The patients in the study group have been performed: wires osteosynthesis - 11 cases, bone grafting and wire fixation - 75 cases, limited intercarpal arthrodesis - 33 cases, distal scaphoid resection arthroplasty - 3 cases, proximal row carpectomy - 1 cases, radial styloidectomy - 2 cases, one-step perilunate dislocation and fracture-dislocation reduction - 21cases and two-steps reduction - 17cases.
We has worked out a new method of estabinlishing the size of wrist distraction an external fixation device (Ilizarov) for old perilunate dislocations and fracture-dislocation reduction, the method being easy to use in practice and may be verified by X-rays at the end of distraction. Thus, we have determined that a grade I perilunate dislocation reduction needs a wrist distraction of 12,2±0,3 mm, a lunate bone dislocation - a distraction of 21,6±0,9 mm, a grade I fracture-dislocation needs a distraction of 15,0±0,9 mm and in grades II and III fracture-dislocations a distraction of 24,0±0,7 mm (P<0.001>) is necessary.

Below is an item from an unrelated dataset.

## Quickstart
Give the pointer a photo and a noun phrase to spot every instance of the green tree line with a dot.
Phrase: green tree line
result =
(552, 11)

Midcarpal arthrodesis and complete scaphoid excision have been used in the treatment of grades II and III degenerative wrist arthritis secondary to scaphoid nonunion. To fix the bony structure we have designed a device and 2 techniques: a cross-plate and two parallel wires joined together in a tension band wiring. The method has the following advantages: a firm fixation of the bony structure, no need of a prolonged immobilization, the possibility of exercising more mints in the wrist joint at an early postoperative period.
The positive functional results obtained in 81,1% of cases are the chief reason in favour of correct indications and surgical techniques ,methods used and the external fixation devices employed in the treatment of severe carpal injuries and their consequences.